The candidates who qualified for 2024 ballot placement in Virginia include Kennedy, Trump, Vice President Kamala Harris, Green Party candidate Jill Stein, and Libertarian Party candidate Chase Oliver. Election officials must still review the forms of three other third-party candidates who could still make it on the ballot, according to the Times-Dispatch. Stein was accused by Democrats in 2016 of taking votes away from Democratic nominee Hillary Clinton and ultimately helping Trump win the election.
Virginia state Democratic Party chair Susan Swecker wasn’t concerned with the election officials’ decisions, arguing that neither Kennedy’s inclusion nor West’s exclusion from the ballot would affect the results in Virginia.
“The bottom line is it doesn’t change anything. They’re not serious candidates and we’ve got serious voters in Virginia,” she said.
Kennedy said last week after suspending his campaign and endorsing Trump that he would seek to remove himself from the ballot in states where he could act as a “spoiler.” Virginia, while going reliably for Democratic presidential candidates since 2008, is showing a closer race in the polling this year, giving Republicans a glimmer of hope for a major upset there. Vice President Kamala Harris currently leads Trump by 4 points in the RealClearPolitics average of Virginia polls after President Joe Biden beat Trump by 10 points in the state in 2020.
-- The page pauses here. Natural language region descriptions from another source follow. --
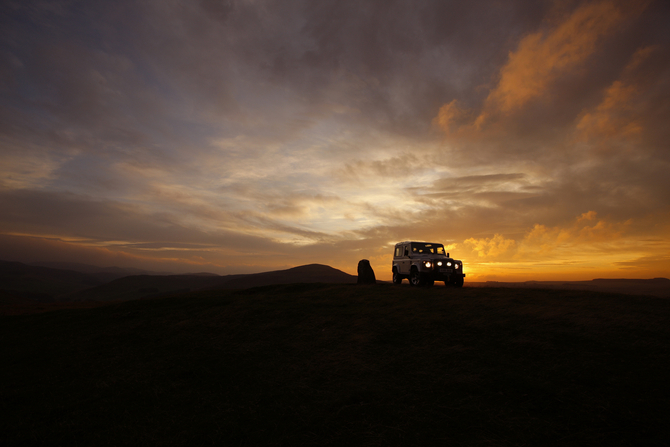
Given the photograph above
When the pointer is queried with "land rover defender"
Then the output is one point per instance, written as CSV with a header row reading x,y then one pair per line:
x,y
423,263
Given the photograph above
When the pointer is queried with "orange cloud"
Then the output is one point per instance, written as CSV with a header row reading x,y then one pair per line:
x,y
615,116
491,247
540,59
Kennedy has also failed to get his name removed from ballots in the battleground states of Michigan and Wisconsin. The Democrat-turned-Trump supporter blasted the Democratic Party in his speech announcing his campaign’s suspension, saying, “In the name of saving democracy, the Democratic Party set itself to dismantling it, lacking confidence in its candidate, that its candidate could win in a fair election at the voting booth, the DNC waged continual legal warfare against both President Trump and myself.”